There's something about holding a tiny newborn baby that makes you feel as if the world has stopped for a moment, and God and all of heaven is smiling down upon you and this precious miracle. My friend Heather had her baby girl, Ella Kate, on July 16th and she is beautiful. I was holding her last night and there was a quiet voice inside my head saying "look at this amazing example of God's goodness to her mommy and daddy," and then there was the not so quiet voice saying "I am so glad I'm not the one waking up with her at 2am."

I've got to say, though, Heather and Steve are really doing well. Baby girl's been easy on them so far, sleeping 4 hours in a row at night. Heck, Ty didn't sleep 4 hours in a row until he was 9 months old, and because I got up every hour while I was pregnant with him to relieve my smooshed bladder, I'm estimating there were about 18 months of nights that I would have KILLED for 4 hours of uninterrupted sleep. Not that I'm bitter. Not at all.

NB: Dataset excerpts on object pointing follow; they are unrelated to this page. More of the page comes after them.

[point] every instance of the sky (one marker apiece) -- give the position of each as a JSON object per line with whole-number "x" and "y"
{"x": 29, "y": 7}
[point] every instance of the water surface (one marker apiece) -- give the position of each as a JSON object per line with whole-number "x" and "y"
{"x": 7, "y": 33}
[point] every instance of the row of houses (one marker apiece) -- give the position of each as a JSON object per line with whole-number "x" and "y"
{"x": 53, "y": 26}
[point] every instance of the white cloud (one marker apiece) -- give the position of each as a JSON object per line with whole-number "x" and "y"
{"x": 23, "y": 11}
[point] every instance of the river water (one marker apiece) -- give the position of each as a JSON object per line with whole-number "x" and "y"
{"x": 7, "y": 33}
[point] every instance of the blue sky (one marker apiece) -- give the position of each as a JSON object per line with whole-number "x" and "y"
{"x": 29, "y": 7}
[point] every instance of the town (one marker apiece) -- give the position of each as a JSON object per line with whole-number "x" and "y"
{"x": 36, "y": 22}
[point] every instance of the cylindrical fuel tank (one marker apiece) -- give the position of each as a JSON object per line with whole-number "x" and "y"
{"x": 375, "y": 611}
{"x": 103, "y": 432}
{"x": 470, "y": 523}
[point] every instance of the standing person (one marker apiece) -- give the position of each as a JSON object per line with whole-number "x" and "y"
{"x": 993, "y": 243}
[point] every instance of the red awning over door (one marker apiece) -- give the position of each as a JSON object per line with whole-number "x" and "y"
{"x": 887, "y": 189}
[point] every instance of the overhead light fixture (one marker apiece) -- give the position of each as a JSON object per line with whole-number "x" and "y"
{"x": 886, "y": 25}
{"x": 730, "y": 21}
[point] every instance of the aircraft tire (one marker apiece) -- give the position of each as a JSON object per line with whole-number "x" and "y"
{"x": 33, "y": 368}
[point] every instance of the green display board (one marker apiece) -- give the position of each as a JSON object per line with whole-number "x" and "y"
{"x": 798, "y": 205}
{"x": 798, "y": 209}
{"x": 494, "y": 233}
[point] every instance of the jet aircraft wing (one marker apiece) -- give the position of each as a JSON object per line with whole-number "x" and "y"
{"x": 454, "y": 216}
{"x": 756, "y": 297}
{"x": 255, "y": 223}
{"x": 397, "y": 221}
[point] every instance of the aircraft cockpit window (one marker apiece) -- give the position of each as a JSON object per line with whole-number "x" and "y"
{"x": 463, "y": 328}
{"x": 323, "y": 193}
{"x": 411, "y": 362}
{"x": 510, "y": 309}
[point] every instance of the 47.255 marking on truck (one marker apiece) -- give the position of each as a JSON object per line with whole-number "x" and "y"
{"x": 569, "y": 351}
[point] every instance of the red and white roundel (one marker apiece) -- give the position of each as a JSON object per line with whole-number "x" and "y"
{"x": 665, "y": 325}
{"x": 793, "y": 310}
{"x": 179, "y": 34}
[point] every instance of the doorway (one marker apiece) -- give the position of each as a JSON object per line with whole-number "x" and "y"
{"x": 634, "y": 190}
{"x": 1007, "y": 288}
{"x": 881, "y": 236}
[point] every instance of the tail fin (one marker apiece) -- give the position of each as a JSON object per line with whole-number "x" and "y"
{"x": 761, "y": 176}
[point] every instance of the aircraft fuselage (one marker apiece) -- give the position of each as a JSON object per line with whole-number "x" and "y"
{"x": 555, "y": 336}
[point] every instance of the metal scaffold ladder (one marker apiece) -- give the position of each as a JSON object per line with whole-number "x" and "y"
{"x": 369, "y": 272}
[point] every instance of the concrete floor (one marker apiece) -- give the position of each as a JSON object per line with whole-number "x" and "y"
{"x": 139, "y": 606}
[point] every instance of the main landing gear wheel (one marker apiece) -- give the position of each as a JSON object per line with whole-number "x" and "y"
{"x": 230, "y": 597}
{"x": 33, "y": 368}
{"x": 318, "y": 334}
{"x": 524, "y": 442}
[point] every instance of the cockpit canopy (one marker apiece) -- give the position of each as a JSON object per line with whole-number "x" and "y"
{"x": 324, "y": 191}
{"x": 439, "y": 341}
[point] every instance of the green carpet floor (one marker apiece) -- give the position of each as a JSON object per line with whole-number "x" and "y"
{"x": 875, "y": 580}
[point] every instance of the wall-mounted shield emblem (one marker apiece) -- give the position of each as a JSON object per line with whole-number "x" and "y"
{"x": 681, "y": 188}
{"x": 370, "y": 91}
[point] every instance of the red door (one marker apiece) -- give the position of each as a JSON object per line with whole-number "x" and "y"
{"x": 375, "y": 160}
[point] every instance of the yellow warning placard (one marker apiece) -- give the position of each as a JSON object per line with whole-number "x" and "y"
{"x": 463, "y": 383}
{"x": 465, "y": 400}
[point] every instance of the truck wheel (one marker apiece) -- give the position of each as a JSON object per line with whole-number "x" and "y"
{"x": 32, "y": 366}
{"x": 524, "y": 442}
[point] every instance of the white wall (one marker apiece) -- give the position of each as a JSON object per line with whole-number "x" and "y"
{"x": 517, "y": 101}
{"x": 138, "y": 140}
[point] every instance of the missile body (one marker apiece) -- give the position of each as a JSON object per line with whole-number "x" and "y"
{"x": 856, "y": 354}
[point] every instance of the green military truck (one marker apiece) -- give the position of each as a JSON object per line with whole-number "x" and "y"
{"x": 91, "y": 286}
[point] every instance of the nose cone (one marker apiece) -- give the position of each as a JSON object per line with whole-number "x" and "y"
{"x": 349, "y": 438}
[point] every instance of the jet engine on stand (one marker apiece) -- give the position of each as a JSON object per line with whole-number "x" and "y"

Actually, as much as sleep deprivation can be a hazard to anyone's emotional stability, I tried to make the best of it by praying for my boys during those midnight feedings. There were many nights that I forgot, or just plain refused to, but I hope my prayers weren't in vain. Jake might not amount to anything because he slept through the night at 2 months and never looked back, but I'm pretty sure Ty will be the next Pope with the amount I've prayed for that child.

Heather and Steve, welcome to the greatest adventure you'll ever experience. You will laugh, you will cry, you will pray like you've never prayed before. Parenthood is the most exhausting and exhilarating task you will ever be called to. I know you're up for it!

And little Ella, welcome to the world. You've got a lot of people who love you and are praying for your new little family. You are truly a miracle, in more ways than one.